Below is a different interpretation by a non-AutoCAD tool, which is apparently incorrect. NonAutoCAD-Tool

Looking at these, I think an error should be flagged on as you suggested. What do you think of the solution below? error-cell_name_example

Please refer to https://github.com/Kazzz-S/klayout/issues/35, too.

Regards, Kazzz

Kazzz-S avatar Aug 10 '19 12:08 Kazzz-S

To be frank this is not the only compatibility issue between GDS and DXF (in both directions). I guess there is much more to say about allowed cell names (e.g. allowed characters, encoding, maximum length, ...).

Frankly, I'm a bit tired of reverse engineering a badly documented format like DXF. Specifically with this format, it's inevitable to establish a convention - not every GDS can be translated into DXF and vice versa. Some rules have to be observed when translation is supposed to go smoothly and caseless unique naming is just one point of this checklist. In most cases I've seen you don't even get an error message. Just wrong output. That's by far more dangerous in my perception.

Matthias

klayoutmatthias avatar Aug 17 '19 13:08 klayoutmatthias

Here is the result of some experiments of mine.

Cell names:

  • maximum length of 30 characters
  • no special characters. Verified to work: "*", "_" and alphanumerics. Not working: "$", "?".

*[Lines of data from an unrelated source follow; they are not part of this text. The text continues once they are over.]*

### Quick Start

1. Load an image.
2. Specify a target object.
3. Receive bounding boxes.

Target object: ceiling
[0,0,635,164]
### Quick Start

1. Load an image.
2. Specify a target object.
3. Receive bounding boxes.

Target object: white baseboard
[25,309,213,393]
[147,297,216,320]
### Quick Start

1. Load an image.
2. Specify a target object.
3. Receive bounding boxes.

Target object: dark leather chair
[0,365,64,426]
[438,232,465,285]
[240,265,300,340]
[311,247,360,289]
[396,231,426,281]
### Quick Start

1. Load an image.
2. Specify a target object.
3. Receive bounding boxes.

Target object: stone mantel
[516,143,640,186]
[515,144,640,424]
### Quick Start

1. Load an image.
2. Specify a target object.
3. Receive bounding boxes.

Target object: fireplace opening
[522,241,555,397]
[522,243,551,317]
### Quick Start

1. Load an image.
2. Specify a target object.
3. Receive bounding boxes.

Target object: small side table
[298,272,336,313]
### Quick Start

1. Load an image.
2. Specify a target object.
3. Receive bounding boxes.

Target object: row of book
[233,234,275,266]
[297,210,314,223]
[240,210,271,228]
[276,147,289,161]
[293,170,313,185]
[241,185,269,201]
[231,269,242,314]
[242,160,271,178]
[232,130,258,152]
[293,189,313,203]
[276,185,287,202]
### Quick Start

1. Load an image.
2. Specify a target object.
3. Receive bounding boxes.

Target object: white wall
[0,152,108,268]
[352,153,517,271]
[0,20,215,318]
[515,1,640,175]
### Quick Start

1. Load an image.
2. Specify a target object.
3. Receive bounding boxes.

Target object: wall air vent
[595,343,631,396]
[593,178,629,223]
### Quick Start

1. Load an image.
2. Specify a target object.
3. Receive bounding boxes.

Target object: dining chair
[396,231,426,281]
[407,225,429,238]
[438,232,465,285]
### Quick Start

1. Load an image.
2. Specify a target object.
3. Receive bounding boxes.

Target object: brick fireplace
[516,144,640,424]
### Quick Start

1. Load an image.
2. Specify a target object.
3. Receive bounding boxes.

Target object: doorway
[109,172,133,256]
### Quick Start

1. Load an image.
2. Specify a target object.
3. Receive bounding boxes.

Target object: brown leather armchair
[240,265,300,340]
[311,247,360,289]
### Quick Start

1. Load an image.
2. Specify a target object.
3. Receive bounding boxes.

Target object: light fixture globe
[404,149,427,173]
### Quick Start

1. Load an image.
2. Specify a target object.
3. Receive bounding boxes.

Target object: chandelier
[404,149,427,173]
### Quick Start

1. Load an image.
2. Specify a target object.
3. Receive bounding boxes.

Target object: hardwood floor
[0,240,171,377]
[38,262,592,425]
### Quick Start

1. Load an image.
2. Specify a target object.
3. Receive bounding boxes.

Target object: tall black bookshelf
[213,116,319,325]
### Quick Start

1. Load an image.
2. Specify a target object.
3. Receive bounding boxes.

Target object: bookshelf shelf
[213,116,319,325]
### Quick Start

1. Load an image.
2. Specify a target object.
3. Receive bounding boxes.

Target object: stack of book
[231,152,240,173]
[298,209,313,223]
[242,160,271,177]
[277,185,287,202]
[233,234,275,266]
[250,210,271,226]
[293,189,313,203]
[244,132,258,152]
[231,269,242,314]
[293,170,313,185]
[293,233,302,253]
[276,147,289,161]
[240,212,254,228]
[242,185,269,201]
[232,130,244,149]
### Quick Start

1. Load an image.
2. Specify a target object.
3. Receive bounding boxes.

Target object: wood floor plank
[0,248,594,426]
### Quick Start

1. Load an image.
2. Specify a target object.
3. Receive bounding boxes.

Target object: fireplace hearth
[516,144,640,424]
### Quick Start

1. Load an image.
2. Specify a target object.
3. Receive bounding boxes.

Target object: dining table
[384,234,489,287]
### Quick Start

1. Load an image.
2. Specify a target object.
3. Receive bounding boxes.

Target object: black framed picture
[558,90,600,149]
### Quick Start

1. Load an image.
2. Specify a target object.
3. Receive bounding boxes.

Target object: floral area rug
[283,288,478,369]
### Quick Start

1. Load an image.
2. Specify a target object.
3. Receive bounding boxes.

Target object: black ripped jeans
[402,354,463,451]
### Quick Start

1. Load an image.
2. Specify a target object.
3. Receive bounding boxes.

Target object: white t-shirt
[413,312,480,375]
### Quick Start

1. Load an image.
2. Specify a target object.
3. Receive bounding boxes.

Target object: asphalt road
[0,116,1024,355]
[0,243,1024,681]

klayoutmatthias avatar Apr 09 '20 22:04 klayoutmatthias

Even within KLayout only (never going to Autocad), Klayout does some unusual things when saving as DXF, closing and re-opening the file:

  • It adds a "0 0/0" layer
  • upon reopening added another layer "L0D0_0"
  • For one file from customers, it opened the generate file with cells "TOP" and "*viewport" or somesuch, but then I couldn't save changes due to "more than one TOP cell" - but obviously someone had sent a file with more than one topcell.

I do agree with Mattias - DXF is just a badly specified format, I have our customers avoid it as much as possible as it's impossible to fully support!